ISDS ist tot, die Mitsprache auch
Wie angekündigt, krempelt die EU-Kommission ihre Handelspolitik um. Die gute Nachricht: ISDS und die umstrittenen privaten Schiedsgerichte sollen endgültig verschwinden. Doch die Sache hat einen Haken.
Handelskommissarin Malmström möchte nämlich vermeiden, dass sich das Debakel vom CETA-Abkommen mit Kanada wiederholt, das kurzzeitig von der belgischen Region Wallonie gestoppt worden war.
Dafür hat sie sich nun einen besonderen Trick ausgedacht. Ab sofort werden Freihandel und Investorenschutz voneinander getrennt, sagte Malmström in Brüssel.
Während die Freihandelsabkommen nach dem „EU only“-Verfahren – also ohne Beteiligung nationaler und regionaler Parlamente – ausgehandelt werden, sollen die Investitions-Streitigkeiten auf einen neuen Gerichtshof ausgelagert werden.
„Wir müssen sicherstellen, dass wir Handelsabkommen nicht nur starten, sondern auch abschließen können“, so die Kommissarin. Das neue Verfahren, bekannt als “fast track”, soll schon bei Australien und Neuseeland angewandt werden.

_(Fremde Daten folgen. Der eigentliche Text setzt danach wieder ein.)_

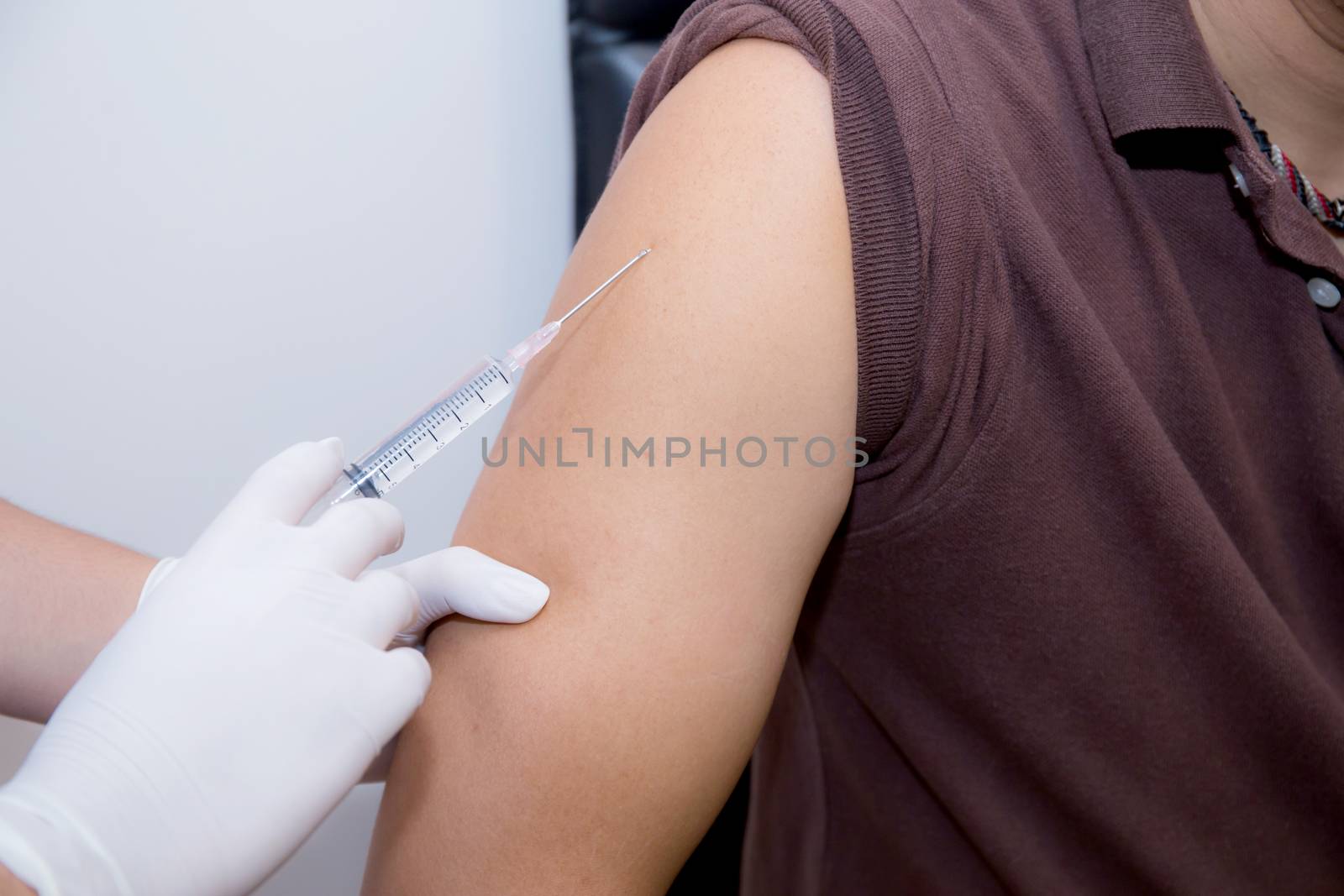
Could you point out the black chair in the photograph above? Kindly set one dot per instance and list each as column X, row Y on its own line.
column 611, row 43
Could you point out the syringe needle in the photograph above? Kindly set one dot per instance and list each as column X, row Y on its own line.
column 598, row 291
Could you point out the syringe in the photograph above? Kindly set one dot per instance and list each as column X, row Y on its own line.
column 450, row 414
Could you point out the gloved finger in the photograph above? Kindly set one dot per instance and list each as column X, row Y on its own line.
column 460, row 579
column 382, row 605
column 289, row 484
column 393, row 688
column 353, row 535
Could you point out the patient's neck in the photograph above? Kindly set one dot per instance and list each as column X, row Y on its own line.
column 1285, row 62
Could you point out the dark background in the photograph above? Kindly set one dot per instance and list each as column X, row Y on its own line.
column 611, row 43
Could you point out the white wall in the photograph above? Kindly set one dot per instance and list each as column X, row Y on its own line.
column 226, row 228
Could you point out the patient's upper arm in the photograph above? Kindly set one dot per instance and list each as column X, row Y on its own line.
column 588, row 752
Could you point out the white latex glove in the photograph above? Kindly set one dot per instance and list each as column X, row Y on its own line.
column 235, row 707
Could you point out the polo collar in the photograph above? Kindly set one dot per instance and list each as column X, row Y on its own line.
column 1151, row 67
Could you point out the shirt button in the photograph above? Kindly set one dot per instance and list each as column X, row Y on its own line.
column 1323, row 291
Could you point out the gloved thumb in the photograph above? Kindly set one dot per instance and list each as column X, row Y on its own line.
column 460, row 579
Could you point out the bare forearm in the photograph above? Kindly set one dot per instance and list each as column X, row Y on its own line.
column 62, row 597
column 11, row 886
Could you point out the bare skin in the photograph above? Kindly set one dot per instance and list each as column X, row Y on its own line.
column 1285, row 62
column 10, row 886
column 589, row 750
column 65, row 595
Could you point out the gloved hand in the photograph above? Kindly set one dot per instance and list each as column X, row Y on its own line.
column 239, row 705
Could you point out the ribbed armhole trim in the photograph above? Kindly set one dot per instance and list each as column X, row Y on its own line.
column 874, row 165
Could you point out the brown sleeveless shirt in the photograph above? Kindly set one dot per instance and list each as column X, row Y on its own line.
column 1082, row 627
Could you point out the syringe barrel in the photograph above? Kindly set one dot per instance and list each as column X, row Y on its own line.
column 425, row 432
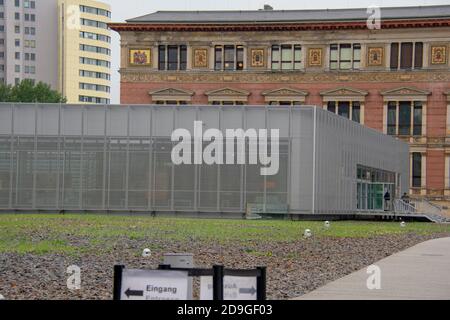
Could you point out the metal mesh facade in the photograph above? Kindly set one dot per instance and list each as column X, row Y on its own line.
column 118, row 158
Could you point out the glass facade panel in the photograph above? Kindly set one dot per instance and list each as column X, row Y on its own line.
column 119, row 159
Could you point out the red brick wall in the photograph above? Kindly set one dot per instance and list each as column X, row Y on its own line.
column 137, row 93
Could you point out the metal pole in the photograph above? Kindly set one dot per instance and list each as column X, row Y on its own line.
column 118, row 270
column 218, row 282
column 261, row 284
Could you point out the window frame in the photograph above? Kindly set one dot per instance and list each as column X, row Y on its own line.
column 237, row 63
column 396, row 56
column 414, row 125
column 165, row 61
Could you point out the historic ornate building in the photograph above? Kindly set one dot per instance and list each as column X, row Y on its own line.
column 395, row 79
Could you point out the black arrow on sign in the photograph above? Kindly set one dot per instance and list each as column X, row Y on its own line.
column 250, row 291
column 135, row 293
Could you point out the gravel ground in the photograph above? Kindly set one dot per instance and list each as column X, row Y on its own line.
column 294, row 268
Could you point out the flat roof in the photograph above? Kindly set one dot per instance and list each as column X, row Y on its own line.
column 269, row 16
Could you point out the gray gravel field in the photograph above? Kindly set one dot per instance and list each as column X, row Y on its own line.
column 294, row 268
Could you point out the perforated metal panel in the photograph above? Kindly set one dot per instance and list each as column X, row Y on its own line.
column 94, row 157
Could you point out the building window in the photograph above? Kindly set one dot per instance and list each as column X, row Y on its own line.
column 404, row 118
column 172, row 57
column 406, row 55
column 286, row 103
column 95, row 62
column 229, row 58
column 93, row 23
column 94, row 74
column 96, row 11
column 287, row 57
column 89, row 99
column 95, row 36
column 102, row 50
column 347, row 109
column 416, row 170
column 227, row 103
column 94, row 87
column 345, row 56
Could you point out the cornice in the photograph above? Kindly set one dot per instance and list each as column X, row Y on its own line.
column 130, row 75
column 299, row 26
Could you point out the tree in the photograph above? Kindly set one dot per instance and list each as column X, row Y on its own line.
column 27, row 91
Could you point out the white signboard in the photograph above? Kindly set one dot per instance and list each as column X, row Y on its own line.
column 234, row 288
column 154, row 285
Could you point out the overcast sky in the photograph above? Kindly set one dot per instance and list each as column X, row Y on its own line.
column 125, row 9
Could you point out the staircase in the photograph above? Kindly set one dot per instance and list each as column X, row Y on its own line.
column 433, row 211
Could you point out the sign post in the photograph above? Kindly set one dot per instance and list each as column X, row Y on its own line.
column 169, row 283
column 150, row 284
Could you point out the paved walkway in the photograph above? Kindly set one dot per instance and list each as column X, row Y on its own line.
column 421, row 272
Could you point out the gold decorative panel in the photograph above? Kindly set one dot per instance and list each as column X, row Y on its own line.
column 315, row 57
column 438, row 54
column 258, row 57
column 140, row 57
column 375, row 57
column 200, row 58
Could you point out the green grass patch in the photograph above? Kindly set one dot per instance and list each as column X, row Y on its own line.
column 79, row 233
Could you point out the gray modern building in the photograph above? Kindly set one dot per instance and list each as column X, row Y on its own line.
column 119, row 158
column 29, row 41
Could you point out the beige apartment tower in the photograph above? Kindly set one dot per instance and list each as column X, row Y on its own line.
column 84, row 52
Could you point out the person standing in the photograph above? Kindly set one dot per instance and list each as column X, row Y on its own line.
column 387, row 201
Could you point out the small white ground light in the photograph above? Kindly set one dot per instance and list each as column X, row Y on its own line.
column 146, row 253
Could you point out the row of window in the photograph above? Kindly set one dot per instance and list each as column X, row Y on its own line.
column 94, row 87
column 28, row 30
column 172, row 57
column 27, row 56
column 93, row 23
column 95, row 62
column 89, row 48
column 27, row 16
column 96, row 11
column 404, row 118
column 416, row 170
column 95, row 36
column 347, row 109
column 94, row 74
column 344, row 56
column 90, row 99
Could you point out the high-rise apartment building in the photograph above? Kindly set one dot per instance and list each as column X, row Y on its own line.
column 28, row 46
column 84, row 51
column 65, row 43
column 395, row 79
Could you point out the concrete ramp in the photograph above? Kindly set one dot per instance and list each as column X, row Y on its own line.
column 421, row 272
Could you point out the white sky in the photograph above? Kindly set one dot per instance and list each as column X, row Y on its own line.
column 126, row 9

Die Wallonie könne sich ja jederzeit in die Verhandlungen einschalten, so Malmström. Das letzte Wort soll sie aber nicht mehr haben. Dasselbe gilt dann wohl auch für den Bundestag…
Peter Nemschak
15. September 2017 @ 12:16
Die Aufregung um die privaten Schiedsgerichte ist ein red herring. Sollte sich herausstellen, dass die Urteile dieser Schiedsgerichte für die Staaten tendenziell unannehmbar sind, werden sich die Staaten wehren. Schließlich sitzen die Staaten am längeren Ast. Was hier passiert, dient dazu die vorteile des Freihandels gegen protektionistische Kleingeisterei zu bewahren. Die ökonomische Erkenntnis, dass es besser sei, die Verlierer des Freihandels zu entschädigen statt den Freihandel aufzugeben, hat sich offenbar bei den Gegnern noch nicht durchgesetzt.
Kleopatra
15. September 2017 @ 18:22
So eindeutig ist das meiner Meinung nach nicht. “Ökonomische Erkenntnisse” sind keine eindeutigen, unfehlbaren Wahrheiten, sondern Ergebnisse, zu denen man auf Grundlage von Daten und Vorannahmen kommt, und dann im besten Fall “intersubjektiv gültig”. Welche Wertentscheidungen man seiner Bewertung zugrundelegt, dafür gibt es keine objektiven Kriterien. Und ob in konkreten Fällen (zumindest zeitweiliger) Protektionismus für eine Volkswirtschaft vorteilhaft sein kann, hängt doch von den konkreten Umständen und Interessen, aber auch von den angestrebten Zielen, ab. Also sollten politische Gegner nicht as “Kleingeister” geschmäht werden.